🤖 AI Summary
This paper introduces the first task of region correspondence prediction for unlabeled comic line art images, aiming to establish semantically consistent and topologically coherent inter-image region mappings without requiring pre-segmentation or manual annotations. Methodologically, it partitions line drawings into local patches and employs a Transformer-based architecture to model cross-image patch-level similarity. To elevate patch matches into structurally preserved, contiguous regions, it proposes an edge-aware clustering strategy coupled with a topology-preserving region matching algorithm. To support this research, the authors design an automated annotation pipeline and release a high-quality benchmark dataset.

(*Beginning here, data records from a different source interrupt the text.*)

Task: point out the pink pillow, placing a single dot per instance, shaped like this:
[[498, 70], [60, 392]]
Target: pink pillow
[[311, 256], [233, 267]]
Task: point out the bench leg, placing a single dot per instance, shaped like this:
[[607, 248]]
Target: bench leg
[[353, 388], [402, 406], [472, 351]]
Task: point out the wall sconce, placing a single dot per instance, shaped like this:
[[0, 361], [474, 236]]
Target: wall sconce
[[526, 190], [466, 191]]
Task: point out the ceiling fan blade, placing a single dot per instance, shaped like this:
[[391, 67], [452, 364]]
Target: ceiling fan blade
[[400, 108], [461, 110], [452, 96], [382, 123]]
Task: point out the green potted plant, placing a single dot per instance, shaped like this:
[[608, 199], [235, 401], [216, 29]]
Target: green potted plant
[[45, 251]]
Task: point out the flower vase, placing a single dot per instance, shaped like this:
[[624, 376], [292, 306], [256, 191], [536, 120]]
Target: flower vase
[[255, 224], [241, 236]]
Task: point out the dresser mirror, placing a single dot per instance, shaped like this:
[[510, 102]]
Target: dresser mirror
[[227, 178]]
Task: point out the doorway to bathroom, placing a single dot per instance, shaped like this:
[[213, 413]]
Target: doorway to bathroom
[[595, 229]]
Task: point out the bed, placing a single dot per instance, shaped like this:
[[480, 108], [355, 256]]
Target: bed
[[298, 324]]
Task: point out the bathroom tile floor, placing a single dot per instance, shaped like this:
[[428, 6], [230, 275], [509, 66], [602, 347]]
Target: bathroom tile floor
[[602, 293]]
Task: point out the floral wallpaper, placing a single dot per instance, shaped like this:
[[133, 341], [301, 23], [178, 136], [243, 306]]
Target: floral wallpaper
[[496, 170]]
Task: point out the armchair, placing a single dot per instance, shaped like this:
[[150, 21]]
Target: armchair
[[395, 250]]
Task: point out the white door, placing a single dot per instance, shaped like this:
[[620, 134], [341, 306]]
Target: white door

Experiments demonstrate a patch-matching accuracy of 96.34%; moreover, the inferred region correspondences exhibit strong robustness and practical utility in downstream applications such as automatic coloring and intermediate-frame generation.
📝 Abstract
Understanding region-wise correspondence between manga line art images is a fundamental task in manga processing, enabling downstream applications such as automatic line art colorization and in-between frame generation. However, this task remains largely unexplored, especially in realistic scenarios without pre-existing segmentation or annotations. In this paper, we introduce a novel and practical task: predicting region-wise correspondence between raw manga line art images without any pre-existing labels or masks. To tackle this problem, we divide each line art image into a set of patches and propose a Transformer-based framework that learns patch-level similarities within and across images. We then apply edge-aware clustering and a region matching algorithm to convert patch-level predictions into coherent region-level correspondences. To support training and evaluation, we develop an automatic annotation pipeline and manually refine a subset of the data to construct benchmark datasets. Experiments on multiple datasets demonstrate that our method achieves high patch-level accuracy (e.g., 96.34%) and generates consistent region-level correspondences, highlighting its potential for real-world manga applications.